It took Faizah a second to realize what he was asking about. "Lady Banks roses, yes," she answered. "You know roses?"

"Not on an expert level," he quietly replied. "My mother had a rose garden, and she grew this variety. It was one of the few that tolerated our climate."

Faizah brightened at this surprise. "Really?" A revelation. A connection of sorts. "I knew Lady Banks yellows were tough enough to grow in our heat here, but I never knew they could handle a climate like Vulcan's. Your mother must have been a talented gardener." Normally Faizah allowed no one else to touch her rose garden, but an irresistible idea tugged at her. Let's see where this goes, she thought. "Did you ever help her with pruning?"

"Yes."

"Good, then you can help me. There's an extra set of gloves and pruners in my garden bag."

If he were surprised at her suggestion, he did not show it. Without hesitation, he put the gloves on and picked up the pruners.
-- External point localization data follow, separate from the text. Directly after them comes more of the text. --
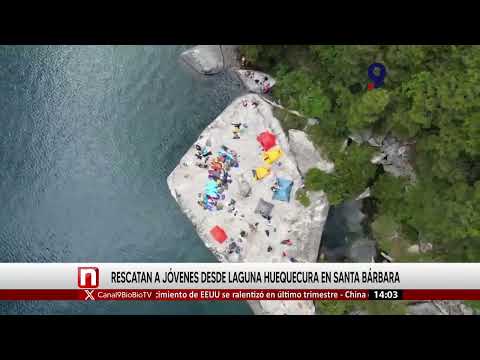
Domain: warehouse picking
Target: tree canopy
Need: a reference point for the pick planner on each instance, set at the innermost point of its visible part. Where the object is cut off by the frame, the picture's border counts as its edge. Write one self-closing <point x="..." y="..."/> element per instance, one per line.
<point x="431" y="96"/>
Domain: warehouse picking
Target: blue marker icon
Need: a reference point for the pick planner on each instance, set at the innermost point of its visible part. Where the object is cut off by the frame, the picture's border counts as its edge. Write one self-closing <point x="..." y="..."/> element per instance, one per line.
<point x="377" y="79"/>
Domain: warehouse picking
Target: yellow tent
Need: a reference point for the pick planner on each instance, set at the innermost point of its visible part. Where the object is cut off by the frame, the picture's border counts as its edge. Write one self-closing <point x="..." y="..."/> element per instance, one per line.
<point x="272" y="155"/>
<point x="261" y="172"/>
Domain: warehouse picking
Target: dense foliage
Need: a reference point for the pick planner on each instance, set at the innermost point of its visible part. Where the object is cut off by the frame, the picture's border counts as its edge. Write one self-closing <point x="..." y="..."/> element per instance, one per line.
<point x="431" y="95"/>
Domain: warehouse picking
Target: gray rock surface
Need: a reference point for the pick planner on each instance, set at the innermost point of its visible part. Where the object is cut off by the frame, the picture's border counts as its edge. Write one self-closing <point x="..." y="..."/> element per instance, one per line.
<point x="256" y="81"/>
<point x="362" y="251"/>
<point x="306" y="154"/>
<point x="206" y="59"/>
<point x="290" y="220"/>
<point x="395" y="156"/>
<point x="450" y="307"/>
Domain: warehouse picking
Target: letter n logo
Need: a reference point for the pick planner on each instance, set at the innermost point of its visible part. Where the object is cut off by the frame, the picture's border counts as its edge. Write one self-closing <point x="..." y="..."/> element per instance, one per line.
<point x="88" y="277"/>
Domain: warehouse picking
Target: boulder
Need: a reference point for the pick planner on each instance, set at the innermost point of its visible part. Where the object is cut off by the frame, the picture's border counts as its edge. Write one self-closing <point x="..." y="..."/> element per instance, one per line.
<point x="289" y="220"/>
<point x="306" y="154"/>
<point x="205" y="59"/>
<point x="364" y="194"/>
<point x="395" y="156"/>
<point x="444" y="307"/>
<point x="362" y="251"/>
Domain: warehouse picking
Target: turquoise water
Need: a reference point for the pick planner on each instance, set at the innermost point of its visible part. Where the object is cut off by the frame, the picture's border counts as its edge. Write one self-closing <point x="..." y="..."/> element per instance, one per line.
<point x="88" y="136"/>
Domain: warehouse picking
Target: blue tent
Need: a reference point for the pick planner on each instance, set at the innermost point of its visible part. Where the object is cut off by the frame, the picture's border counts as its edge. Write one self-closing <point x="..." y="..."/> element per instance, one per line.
<point x="212" y="188"/>
<point x="284" y="190"/>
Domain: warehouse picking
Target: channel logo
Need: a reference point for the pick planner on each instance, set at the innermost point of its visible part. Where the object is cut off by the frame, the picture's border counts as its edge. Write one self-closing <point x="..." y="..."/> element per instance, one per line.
<point x="88" y="277"/>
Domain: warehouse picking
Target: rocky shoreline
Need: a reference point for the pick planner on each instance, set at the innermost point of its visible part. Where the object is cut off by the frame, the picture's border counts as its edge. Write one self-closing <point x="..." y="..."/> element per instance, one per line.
<point x="289" y="232"/>
<point x="299" y="222"/>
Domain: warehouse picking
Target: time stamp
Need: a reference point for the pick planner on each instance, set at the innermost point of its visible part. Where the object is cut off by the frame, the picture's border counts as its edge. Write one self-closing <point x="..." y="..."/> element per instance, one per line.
<point x="385" y="295"/>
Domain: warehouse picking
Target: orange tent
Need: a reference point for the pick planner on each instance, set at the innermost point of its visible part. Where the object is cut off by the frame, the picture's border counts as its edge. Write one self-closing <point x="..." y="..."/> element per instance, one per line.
<point x="267" y="140"/>
<point x="218" y="234"/>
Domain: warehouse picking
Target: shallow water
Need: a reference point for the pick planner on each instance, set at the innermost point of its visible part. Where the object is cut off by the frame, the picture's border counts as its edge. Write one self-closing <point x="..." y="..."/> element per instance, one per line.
<point x="89" y="135"/>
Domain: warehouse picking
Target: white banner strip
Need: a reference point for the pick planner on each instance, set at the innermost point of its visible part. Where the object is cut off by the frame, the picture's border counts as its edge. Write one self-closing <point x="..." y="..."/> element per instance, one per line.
<point x="240" y="276"/>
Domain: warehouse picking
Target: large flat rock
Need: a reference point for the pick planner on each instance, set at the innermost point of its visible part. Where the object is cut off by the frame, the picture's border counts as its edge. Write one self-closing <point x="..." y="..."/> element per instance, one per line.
<point x="290" y="220"/>
<point x="306" y="154"/>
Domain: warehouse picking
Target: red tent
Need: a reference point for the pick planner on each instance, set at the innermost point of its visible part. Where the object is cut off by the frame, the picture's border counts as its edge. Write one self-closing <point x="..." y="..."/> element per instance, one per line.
<point x="218" y="234"/>
<point x="267" y="139"/>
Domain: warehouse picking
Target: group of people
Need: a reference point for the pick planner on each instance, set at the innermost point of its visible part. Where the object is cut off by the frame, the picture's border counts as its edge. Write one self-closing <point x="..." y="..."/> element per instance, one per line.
<point x="218" y="176"/>
<point x="263" y="83"/>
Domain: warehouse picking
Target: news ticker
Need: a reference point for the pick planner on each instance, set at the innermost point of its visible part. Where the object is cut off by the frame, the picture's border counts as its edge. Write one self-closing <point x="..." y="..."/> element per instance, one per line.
<point x="239" y="281"/>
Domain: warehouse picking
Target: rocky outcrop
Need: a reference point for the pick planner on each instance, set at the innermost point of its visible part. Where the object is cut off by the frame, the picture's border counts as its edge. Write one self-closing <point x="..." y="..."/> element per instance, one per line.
<point x="395" y="157"/>
<point x="306" y="154"/>
<point x="254" y="238"/>
<point x="256" y="81"/>
<point x="439" y="308"/>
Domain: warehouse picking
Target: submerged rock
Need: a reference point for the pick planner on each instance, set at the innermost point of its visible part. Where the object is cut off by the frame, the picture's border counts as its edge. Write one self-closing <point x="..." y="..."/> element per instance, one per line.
<point x="256" y="81"/>
<point x="206" y="59"/>
<point x="450" y="307"/>
<point x="289" y="220"/>
<point x="306" y="154"/>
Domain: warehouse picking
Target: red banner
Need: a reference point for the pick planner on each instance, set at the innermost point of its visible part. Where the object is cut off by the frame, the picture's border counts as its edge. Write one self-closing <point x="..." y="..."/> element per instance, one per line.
<point x="226" y="295"/>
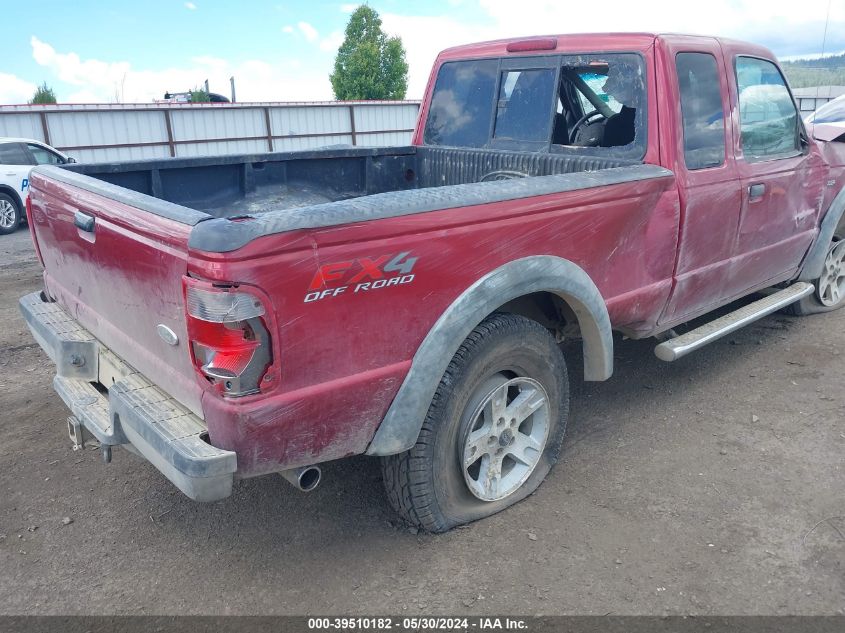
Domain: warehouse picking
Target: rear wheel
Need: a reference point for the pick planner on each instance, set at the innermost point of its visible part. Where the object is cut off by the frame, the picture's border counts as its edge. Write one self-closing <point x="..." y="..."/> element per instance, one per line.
<point x="10" y="214"/>
<point x="830" y="286"/>
<point x="493" y="430"/>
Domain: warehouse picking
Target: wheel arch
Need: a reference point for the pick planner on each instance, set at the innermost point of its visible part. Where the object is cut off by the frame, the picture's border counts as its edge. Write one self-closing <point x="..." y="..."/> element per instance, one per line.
<point x="527" y="276"/>
<point x="811" y="269"/>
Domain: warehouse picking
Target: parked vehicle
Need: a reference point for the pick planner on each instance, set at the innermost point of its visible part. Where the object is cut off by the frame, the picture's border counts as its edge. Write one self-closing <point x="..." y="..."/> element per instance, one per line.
<point x="234" y="316"/>
<point x="17" y="158"/>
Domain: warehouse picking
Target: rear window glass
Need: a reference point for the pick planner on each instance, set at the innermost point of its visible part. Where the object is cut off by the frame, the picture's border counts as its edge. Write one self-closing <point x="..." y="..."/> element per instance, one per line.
<point x="524" y="109"/>
<point x="13" y="154"/>
<point x="461" y="106"/>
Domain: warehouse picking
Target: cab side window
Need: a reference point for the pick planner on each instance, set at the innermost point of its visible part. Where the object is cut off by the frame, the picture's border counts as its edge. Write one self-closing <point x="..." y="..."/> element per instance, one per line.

Faizah handed him a kneeling pad and pointed. "You can start on that vine at the end, next to the fountain."

"What degree of pruning do you prefer?"

"What do you mean?"

"Lighter pruning produces more blooms. A higher degree produces fewer blooms, but stronger stems."

Her eyebrows lifted. "So, you do know roses," she laughed. "Go with the lighter touch. I gave these vines a good pruning last year. I'm letting them grow out a bit this year."

He nodded. True to his word, Spock expertly began to work. He remained silent, however, as the minutes passed.

Looking up now and then, trying to observe without staring or slowing down her own progress, Faizah noted that Spock was decisive in choosing where to cut, but he gently handled each segment as he cut perfect 45-degree angles. She caught him pause once, though, as one bloom in particular caught his interest. The sadness in his eyes intensified for just a second before he resumed his progress.

Was he thinking of the rose garden on Vulcan? Faizah wondered what that garden had been like.

She tried to lighten the mood. "I must tell you that I rarely let anyone else touch my rose garden, but you sure know what you're doing. I may have to loosen that restriction—at least where you are concerned."

Spock recognized the compliment. "Thank you," he acknowledged politely. His eyes and hands remained focused on his task, stacking the clippings neatly in the bucket beside him, methodically starting at one side of the vine, working his way to the other side.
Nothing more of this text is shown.